At tonight's service, a special cross decorated with flowers will be brought from the altar of each church and placed in the middle of the sanctuary. Over the coming week, the faithful will bow before it as we enter and leave, making three prostrations and kissing it with reverence.

To any outside observer, especially one coming from a more intellectualized and less incarnational form of modern Christianity, this physical ritual probably seems odd and uncomfortable. Bowing. Kneeling. Kissing things. It all sounds so primitive.

Contemporary Christianity has become rather abstract and immaterial (even anti-material) in its worship.
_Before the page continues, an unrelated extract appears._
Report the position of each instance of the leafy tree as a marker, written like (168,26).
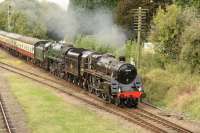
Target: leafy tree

Beautiful decor (even beauty itself) is suspect as a potential seduction of the devil. So, plain white walls. No altar (no need, because no Eucharist). Maybe a cross, as long as it's not too pretty or distracting. Such are the aesthetics of now.

By contrast, the physical and sensory worship of an earlier age seems foreign. But I was reminded how normal it once was when I recently came across a passage from the second-century writer Tertullian about another physical gesture of prayer many Christians no longer know: the sign of the cross.

In a document called "De Corona" ("On Crowns"), this North African Christian addresses a novel assertion made by some Christians that only practices explicitly mandated by Scripture need be followed.

He counters that many ancient practices are passed down by tradition, without scriptural mention. One is described thusly: "At every forward step and movement, at every going in and out, when we put on our clothes and shoes, when we bathe, when we sit at table, when we light the lamps, on couch, on seat, in all the ordinary actions of daily life, we trace upon the forehead the sign (of the Cross)."

That Tertullian takes for granted the universality of this sign (to which no opponent could object) shows how common it was to his age. I'll add this to my apology against those who object that this sign is unbiblical, because not mandated by Scripture.

After all, many things are biblical, without being in the Bible. For example, the Bible nowhere says Christians should wear crosses around their necks (another ancient tradition). Yet, many who criticize the sign of the cross wear crosses.

So, prostrations, signing the cross -- or any act of prayer that incorporates soul and body together -- may seem foreign, but are no more unbiblical than all those Bible passages about people falling down in reverence before the very presence of God.

And that's what ultimately makes prostrations before the cross so meaningful: the opportunity to offer an unreserved act of worship, with our entire being, to the one who died on it to save us.